In this appeal, the sole issue is whether the defendant, the city of New Haven, had notice of a highway defect that injured the plaintiff, Christopher Prato, and, consequently, could be held liable to the plaintiff under General Statutes § 13a-149.1 After a trial to the court, the trial court rendered judgment for the defendant, on the basis that the plaintiff did not prove that the defendant had notice of the highway defect that resulted in the plaintiffs injury. We must decide whether evidence of prior bonfires at a certain intersection for several consecutive years gave the defendant the requisite notice under § 13a-149 of a subsequent bonfire on the highway on the date of the plaintiffs injury.

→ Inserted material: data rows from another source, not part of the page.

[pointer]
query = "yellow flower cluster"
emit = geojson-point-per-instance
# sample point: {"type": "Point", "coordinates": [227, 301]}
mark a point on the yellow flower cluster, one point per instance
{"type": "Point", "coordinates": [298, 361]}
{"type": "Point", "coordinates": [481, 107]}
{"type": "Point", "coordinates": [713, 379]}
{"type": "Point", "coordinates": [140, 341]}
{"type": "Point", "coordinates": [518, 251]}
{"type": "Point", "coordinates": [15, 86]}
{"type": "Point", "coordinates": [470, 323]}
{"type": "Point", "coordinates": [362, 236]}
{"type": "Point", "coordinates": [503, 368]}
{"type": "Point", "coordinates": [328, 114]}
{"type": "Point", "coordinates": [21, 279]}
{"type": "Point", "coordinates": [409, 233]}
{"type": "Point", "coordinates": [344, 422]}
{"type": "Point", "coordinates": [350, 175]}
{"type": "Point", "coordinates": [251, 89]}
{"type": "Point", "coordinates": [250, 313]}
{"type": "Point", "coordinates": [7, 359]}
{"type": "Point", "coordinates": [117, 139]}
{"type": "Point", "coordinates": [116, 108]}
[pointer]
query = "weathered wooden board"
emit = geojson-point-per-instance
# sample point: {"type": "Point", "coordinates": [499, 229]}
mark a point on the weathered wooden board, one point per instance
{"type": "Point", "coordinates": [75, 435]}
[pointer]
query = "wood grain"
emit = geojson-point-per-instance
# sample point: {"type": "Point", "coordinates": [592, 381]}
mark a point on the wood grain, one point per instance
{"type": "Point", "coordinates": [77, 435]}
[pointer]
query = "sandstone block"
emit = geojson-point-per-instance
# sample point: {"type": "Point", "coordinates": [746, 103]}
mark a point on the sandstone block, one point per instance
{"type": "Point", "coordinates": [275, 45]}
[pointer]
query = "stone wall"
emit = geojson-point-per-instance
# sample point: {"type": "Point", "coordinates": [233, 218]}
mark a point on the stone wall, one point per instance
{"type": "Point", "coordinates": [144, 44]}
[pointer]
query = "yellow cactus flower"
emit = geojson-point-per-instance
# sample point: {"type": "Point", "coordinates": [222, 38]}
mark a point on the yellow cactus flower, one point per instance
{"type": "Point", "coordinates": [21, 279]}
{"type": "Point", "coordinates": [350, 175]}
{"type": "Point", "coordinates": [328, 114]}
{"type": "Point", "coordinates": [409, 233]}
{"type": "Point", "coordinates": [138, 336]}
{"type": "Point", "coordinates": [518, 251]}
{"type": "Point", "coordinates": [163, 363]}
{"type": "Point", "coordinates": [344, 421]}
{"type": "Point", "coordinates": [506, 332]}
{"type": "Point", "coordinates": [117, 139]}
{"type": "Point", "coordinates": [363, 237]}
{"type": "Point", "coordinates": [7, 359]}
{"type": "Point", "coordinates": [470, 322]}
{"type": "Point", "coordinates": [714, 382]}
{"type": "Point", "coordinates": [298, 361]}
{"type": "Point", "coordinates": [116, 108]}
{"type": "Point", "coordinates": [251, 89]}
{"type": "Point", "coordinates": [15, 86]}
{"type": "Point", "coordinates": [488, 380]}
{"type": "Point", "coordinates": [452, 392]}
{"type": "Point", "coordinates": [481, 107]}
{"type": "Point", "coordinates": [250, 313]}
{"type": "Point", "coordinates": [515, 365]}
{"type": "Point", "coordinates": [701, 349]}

Because our precedent clearly provides that § 13a-149 requires a municipality to have notice of an actual highway defect, and not merely of conditions that are likely to lead to such defect, we conclude that the defendant did not have notice of the defect as required by § 13a-149. We therefore affirm the trial court’s judgment.

The plaintiffs complaint alleged a violation of Connecticut’s highway defect statute. General Statutes § 13a-149. 2 The trial court found the following facts. On July 3,1992, at approximately 11:30 p.m., several people built and ignited a bonfire in the roadway at the intersection of Clark and Pleasant Streets in New Haven. The plaintiff was present at this intersection in search of a [640]*640friend when he came upon the bonfire. He watched as people ran from their homes with old couches, wooden planks and other debris, and within four or five minutes, the debris was ablaze. The plaintiff was standing about 150 feet from the newly ignited bonfire when he heard a loud explosion and was knocked on his back. An object had been blown out from the bonfire and struck his right eye, which was seriously and permanently injured. The incident occurred within, at most, a few minutes of the ignition of the bonfire. Police and rescue workers were notified of the blaze and of the plaintiffs injuries immediately after the plaintiff was injured. There is no evidence that the city actually knew of this particular bonfire before the plaintiff had been injured.

A bonfire at the intersection of Clark and Pleasant Streets just before midnight on the night of July 3 had been a neighborhood custom for the previous fifteen years. New Haven fire department records showed that firefighters responded to calls about this intersection between 10 p.m. and 1 a.m. on July 3 and 4 for the seven years preceding 1992. In addition, there was evidence that the defendant retained extra firefighters and public works employees on the night of July 3, 1992.

After a trial to the court, the trial court found for the defendant. The trial court concluded that, while the bonfire was a highway defect within the meaning of § 13a-149, the plaintiff failed to prove that the defendant had actual or constructive notice of the defect and a reasonable opportunity to remedy such defect. The trial court held that notice of the custom of annual bonfires was “not sufficient notice for purposes of [§ 13a-149].” Because the actual bonfire had existed for only ninety seconds before the accident, and the authorities had not been notified of its existence prior to the plaintiffs injury, the trial court concluded that the defendant did not have the requisite notice of the specific defect under § 13a-149.

[641]*641The plaintiff appealed from the judgment of the trial court to the Appellate Court, and we transferred the appeal to this court pursuant to Practice Book § 4023, now Practice Book § 65-1, and General Statutes § 51-199 (c).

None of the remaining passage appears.